Als Privileg wurde die Zugehörigkeit seither allerdings nie betrachtet, eher als eine Mischung aus Klotz am Bein und ernsthafter Bedrohung. Während England und die USA sich politisch seit Jahren auf einem Kuschelkurs befinden, ernten europäische Spitzenpolitiker von Jacques Delors ("Up yours, Delors", schrieb die Sun 1990) bis Jacques Chirac nichts als Hohn von der bunten Inselpresse.
Doch genug von Geschichte und Politik und zurück zum Alltag. Erfreulicherweise kann man sagen, dass die Europa-Angst der Insulaner sich im Wesentlichen auf so abstrakte Dinge wie Staatenbündnisse und Unterseetunnels bezieht. Es ist mir noch nie passiert, dass Leute panisch schreiend vor mir davonliefen, als sie hörten, ich sei Europäer. Genauso wenig musste ich mir Beschimpfungen oder Handgreiflichkeiten gefallen lassen.

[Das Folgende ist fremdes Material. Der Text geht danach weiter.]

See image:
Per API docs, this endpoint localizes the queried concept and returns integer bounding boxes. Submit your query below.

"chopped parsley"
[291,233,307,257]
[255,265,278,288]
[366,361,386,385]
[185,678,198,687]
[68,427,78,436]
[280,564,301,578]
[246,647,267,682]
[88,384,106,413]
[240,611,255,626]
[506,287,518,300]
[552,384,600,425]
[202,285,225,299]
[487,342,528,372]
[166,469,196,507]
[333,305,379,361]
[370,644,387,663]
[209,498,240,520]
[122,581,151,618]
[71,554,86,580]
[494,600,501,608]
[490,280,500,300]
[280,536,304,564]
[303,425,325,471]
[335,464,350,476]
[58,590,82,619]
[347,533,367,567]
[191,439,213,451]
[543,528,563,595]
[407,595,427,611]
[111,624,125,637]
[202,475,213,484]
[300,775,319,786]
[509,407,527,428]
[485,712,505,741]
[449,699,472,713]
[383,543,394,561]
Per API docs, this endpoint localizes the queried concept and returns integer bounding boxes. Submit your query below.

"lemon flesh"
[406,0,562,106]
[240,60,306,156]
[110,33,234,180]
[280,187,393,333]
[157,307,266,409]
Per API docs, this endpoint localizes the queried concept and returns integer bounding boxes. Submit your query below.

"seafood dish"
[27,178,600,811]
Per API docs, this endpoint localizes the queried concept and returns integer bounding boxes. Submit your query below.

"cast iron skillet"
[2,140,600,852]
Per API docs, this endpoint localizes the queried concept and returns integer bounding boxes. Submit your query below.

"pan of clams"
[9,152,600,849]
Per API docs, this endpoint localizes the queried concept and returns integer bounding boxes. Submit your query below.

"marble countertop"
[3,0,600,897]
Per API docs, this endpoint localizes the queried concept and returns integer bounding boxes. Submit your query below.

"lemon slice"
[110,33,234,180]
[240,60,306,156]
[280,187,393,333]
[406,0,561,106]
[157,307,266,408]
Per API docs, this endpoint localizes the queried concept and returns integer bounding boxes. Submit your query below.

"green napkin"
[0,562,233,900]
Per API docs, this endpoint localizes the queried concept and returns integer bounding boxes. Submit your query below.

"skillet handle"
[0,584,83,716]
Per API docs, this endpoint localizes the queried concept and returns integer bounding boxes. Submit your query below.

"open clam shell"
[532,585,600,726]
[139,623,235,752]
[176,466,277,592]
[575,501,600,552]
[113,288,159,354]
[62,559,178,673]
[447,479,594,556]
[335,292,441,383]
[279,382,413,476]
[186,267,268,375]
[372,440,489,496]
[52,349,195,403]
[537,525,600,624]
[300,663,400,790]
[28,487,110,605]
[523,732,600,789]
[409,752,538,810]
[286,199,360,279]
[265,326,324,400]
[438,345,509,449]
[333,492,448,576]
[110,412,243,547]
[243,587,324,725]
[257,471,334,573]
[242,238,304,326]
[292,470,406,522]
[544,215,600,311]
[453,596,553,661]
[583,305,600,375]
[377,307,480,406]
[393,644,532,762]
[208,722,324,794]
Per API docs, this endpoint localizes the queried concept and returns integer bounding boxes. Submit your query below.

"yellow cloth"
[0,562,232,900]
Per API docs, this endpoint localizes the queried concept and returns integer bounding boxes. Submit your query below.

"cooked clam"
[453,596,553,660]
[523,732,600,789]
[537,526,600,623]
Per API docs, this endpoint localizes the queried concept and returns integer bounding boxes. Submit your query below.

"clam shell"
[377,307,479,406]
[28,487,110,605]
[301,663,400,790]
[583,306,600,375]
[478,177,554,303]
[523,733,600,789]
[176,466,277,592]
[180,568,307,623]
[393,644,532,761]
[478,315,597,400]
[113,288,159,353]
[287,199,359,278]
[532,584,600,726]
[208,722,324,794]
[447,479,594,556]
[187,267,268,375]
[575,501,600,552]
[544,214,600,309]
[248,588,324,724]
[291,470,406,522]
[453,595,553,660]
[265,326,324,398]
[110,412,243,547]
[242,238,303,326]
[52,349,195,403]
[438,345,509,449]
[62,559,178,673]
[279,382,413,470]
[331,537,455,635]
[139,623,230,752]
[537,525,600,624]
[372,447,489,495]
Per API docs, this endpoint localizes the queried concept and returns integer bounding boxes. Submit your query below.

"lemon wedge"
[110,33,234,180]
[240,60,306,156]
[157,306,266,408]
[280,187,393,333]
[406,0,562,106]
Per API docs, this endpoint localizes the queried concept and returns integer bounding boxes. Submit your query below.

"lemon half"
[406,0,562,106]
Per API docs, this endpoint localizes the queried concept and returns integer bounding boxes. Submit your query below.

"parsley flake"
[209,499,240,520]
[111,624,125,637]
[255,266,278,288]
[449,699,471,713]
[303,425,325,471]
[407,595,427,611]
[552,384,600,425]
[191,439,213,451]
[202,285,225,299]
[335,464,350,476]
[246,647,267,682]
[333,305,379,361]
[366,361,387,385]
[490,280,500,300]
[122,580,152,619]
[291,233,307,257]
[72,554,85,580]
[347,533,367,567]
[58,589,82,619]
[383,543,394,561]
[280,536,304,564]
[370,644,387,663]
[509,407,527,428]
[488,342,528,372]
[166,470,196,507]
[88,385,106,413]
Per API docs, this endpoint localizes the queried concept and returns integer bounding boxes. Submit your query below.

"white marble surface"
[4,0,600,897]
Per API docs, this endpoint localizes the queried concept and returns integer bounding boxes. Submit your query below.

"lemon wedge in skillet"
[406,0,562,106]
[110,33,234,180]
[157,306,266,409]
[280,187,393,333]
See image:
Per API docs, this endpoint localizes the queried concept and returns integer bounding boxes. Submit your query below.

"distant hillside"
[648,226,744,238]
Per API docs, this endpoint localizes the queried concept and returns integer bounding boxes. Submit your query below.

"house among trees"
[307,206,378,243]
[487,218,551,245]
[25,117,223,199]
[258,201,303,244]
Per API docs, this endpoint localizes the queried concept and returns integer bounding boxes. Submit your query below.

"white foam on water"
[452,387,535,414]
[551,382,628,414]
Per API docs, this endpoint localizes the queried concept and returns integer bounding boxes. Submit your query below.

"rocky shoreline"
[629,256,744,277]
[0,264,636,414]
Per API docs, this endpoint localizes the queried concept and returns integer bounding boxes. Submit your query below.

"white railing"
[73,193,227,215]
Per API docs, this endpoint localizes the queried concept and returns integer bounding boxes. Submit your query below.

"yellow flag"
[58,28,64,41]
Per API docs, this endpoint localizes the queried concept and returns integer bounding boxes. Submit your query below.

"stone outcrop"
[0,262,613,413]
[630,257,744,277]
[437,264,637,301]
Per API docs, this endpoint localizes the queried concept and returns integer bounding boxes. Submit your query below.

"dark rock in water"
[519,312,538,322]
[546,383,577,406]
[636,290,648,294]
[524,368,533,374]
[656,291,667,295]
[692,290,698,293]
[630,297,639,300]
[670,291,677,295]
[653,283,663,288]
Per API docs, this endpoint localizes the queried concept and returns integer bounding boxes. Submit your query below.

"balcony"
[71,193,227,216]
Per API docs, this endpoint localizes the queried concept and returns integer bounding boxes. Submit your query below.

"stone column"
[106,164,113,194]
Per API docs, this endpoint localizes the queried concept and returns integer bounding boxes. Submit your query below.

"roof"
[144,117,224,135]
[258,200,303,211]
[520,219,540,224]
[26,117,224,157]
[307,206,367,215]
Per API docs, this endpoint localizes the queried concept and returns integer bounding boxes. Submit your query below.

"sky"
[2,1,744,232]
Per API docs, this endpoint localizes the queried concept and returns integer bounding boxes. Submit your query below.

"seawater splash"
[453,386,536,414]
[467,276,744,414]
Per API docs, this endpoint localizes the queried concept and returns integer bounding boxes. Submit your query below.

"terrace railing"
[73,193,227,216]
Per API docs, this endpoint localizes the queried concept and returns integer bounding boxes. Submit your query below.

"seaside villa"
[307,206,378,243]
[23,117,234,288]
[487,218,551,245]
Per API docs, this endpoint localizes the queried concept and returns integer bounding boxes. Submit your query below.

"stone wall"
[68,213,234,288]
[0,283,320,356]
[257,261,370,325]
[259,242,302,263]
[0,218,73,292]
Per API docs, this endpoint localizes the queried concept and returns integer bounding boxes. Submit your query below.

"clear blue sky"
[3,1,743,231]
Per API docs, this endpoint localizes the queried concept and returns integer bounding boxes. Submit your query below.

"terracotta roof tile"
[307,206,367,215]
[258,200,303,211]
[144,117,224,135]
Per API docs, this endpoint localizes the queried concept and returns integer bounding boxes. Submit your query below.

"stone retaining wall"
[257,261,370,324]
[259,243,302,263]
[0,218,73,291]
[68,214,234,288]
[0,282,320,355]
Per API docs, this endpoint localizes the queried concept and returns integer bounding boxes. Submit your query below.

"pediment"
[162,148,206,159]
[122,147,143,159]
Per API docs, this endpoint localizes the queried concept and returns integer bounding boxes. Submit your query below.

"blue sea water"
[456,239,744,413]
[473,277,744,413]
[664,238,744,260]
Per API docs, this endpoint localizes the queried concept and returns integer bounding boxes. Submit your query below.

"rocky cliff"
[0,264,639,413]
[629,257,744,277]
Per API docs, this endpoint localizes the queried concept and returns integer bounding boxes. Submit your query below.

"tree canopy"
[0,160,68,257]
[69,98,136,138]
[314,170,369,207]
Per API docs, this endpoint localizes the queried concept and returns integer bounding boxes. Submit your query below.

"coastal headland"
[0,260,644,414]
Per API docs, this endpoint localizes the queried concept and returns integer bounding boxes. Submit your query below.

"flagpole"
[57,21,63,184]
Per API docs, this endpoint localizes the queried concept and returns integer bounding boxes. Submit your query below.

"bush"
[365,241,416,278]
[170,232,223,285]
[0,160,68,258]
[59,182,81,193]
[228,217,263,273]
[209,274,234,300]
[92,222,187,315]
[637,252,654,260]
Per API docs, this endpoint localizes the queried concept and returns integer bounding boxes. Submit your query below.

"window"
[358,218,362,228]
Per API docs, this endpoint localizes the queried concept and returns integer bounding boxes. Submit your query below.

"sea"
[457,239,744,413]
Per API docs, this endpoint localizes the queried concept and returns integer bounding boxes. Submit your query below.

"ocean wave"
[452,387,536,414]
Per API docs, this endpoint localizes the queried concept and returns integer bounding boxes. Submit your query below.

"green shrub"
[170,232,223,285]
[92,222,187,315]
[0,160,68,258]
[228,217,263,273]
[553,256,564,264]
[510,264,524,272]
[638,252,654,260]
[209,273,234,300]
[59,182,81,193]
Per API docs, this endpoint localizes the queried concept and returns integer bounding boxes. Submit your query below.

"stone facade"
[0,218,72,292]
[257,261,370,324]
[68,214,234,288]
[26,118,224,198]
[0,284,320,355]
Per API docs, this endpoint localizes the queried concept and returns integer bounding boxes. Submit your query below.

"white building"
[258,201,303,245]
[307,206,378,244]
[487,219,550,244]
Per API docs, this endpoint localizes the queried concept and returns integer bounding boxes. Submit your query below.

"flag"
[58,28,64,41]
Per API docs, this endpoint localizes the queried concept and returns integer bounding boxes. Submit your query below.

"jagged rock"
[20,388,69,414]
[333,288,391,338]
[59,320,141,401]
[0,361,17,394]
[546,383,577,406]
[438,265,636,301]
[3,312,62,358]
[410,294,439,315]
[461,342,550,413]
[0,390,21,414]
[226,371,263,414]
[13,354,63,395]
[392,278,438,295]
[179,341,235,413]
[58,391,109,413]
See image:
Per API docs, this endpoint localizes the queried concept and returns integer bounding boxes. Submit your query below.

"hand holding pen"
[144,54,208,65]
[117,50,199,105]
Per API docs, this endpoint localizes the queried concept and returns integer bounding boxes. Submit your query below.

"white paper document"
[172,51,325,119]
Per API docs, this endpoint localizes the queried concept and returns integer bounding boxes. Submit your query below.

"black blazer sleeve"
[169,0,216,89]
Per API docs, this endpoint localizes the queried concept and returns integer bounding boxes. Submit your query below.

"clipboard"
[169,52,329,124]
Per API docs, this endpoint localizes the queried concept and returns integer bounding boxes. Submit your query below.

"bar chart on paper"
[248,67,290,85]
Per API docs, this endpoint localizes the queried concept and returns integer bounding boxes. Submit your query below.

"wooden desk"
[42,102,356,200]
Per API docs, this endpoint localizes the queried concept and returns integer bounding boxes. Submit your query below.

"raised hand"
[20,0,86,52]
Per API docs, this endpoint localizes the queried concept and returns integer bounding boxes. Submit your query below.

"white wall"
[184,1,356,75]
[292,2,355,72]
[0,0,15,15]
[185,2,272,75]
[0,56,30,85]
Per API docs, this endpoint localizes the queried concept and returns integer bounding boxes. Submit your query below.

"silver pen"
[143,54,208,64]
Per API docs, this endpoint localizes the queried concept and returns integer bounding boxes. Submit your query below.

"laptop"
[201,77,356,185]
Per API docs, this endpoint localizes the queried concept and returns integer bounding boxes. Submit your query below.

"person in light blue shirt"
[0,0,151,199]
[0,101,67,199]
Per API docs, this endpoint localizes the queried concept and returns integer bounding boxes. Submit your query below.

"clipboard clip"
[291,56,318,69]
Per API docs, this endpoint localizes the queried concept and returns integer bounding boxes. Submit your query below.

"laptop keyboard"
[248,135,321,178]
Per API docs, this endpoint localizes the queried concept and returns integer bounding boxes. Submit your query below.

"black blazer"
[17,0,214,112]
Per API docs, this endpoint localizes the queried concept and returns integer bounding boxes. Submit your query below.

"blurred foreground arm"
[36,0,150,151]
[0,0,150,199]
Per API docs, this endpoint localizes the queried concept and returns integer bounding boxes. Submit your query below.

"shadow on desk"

Und als kleiner Trost sei zum Schluss noch gesagt, dass von der Xenophobie der Briten nciht einmal diese selbst verschont bleiben. Ein Waliser hasst nichts mehr als englische "Einwanderer", Schottland strebt seit Jahren die Unabhängigkeit an und in England gibt es den weit verbreiteten Ausdruck: "Could be worse, could be Welsh."